Department of Anesthesiology, Pharmacology and Therapeutics, University of British Columbia, Vancouver, British Columbia, Canada.
Department of Family Practice, University of British Columbia, Vancouver, British Columbia, Canada.
Pharmacoepidemiol Drug Saf. 2019 Aug;28(8):1067-1076. doi: 10.1002/pds.4804. Epub 2019 Jul 3.
To assess the impact of a government-sponsored reimbursement policy for cholinesterase inhibitors (ChEIs) on trends in physician visits with a diagnosis of Alzheimer's disease (AD).
Longitudinal population-based study using interrupted time series methods. British Columbia outpatient claims data for individuals aged 65 and older were used to compute monthly AD visit rates and examine the impact of the ChEI reimbursement policy on the coding of AD. We examined trends in the number of patients with AD visits, the number of AD visits per patient, and visits with "competing" diagnoses (mental, neurological, and cerebrovascular disorders and accidental falls). Finally, we described demographic and clinical features of diagnosed patients.

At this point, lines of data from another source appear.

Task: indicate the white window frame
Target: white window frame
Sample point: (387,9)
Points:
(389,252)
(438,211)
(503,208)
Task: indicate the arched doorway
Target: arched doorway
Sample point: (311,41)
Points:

We analyzed 1.9 million AD visits. Faster growth in recorded AD visits was observed after the policy was implemented, from monthly growth of 7.5 visits per 100 000 person-months before the policy (95% confidence interval [CI], 6.1-8.9) to monthly growth of 16.5 per 100 000 person-months after the policy (95% CI, 14.8-18.3). After the implementation of the policy, we observed increased growth in the number of patients with recorded AD visits and the number of AD visits per patient, as well as a shift in diagnoses away from mental diseases and accidental falls to AD (diagnosis substitution).
British Columbia's reimbursement policy for ChEIs was associated with a significant acceleration in Alzheimer's visits. Evaluations of health services utilization and clinical outcomes following drug policy changes need to consider policy-induced influences on the reliability of the data used in the analysis.

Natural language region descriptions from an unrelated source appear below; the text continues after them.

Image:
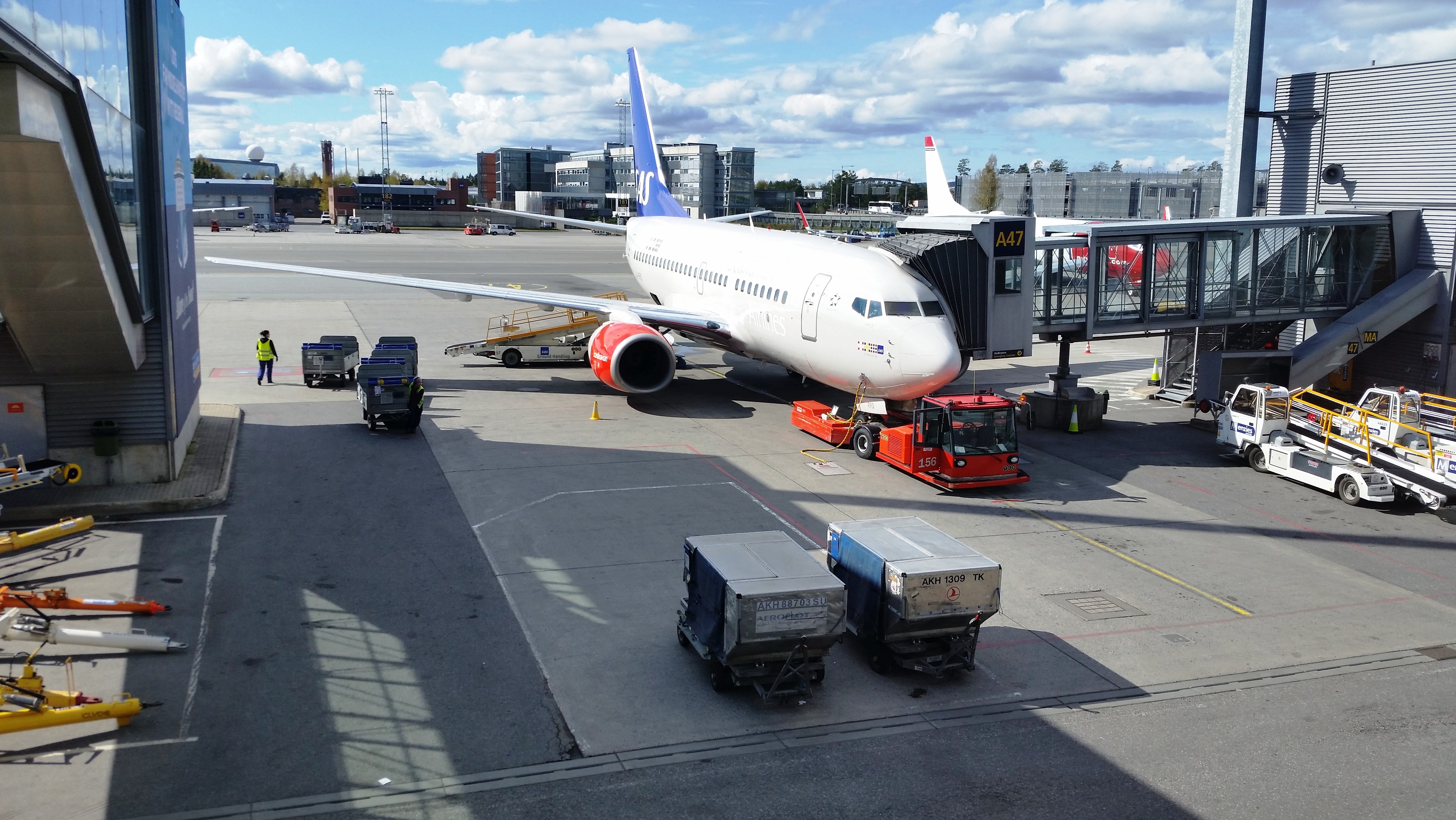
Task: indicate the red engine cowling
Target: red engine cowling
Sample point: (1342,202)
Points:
(631,358)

评估政府赞助的胆碱酯酶抑制剂 (ChEI) 报销政策对伴有阿尔茨海默病 (AD) 诊断的医生就诊趋势的影响。
使用中断时间序列方法进行的纵向基于人群的研究。使用不列颠哥伦比亚省 65 岁及以上个体的门诊索赔数据来计算每月 AD 就诊率,并检查 ChEI 报销政策对 AD 编码的影响。我们检查了 AD 就诊患者数量、每位患者就诊次数以及伴有“竞争”诊断(精神、神经和脑血管疾病以及意外跌倒)的就诊次数的趋势。最后,我们描述了诊断患者的人口统计学和临床特征。
我们分析了 190 万例 AD 就诊。在实施该政策后,记录的 AD 就诊次数增长更快,政策实施前每月每 10 万人月增长 7.5 次(95%置信区间 [CI],6.1-8.9),政策实施后每月增长 16.5 次(95% CI,14.8-18.3)。在该政策实施后,我们观察到记录的 AD 就诊患者数量和每位患者就诊次数的增长加速,以及诊断从精神疾病和意外跌倒向 AD 的转变(诊断替代)。
不列颠哥伦比亚省的 ChEI 报销政策与阿尔茨海默氏症就诊次数的显著加速有关。在药物政策变化后,对卫生服务利用和临床结果进行评估时,需要考虑政策对用于分析的数据可靠性的影响。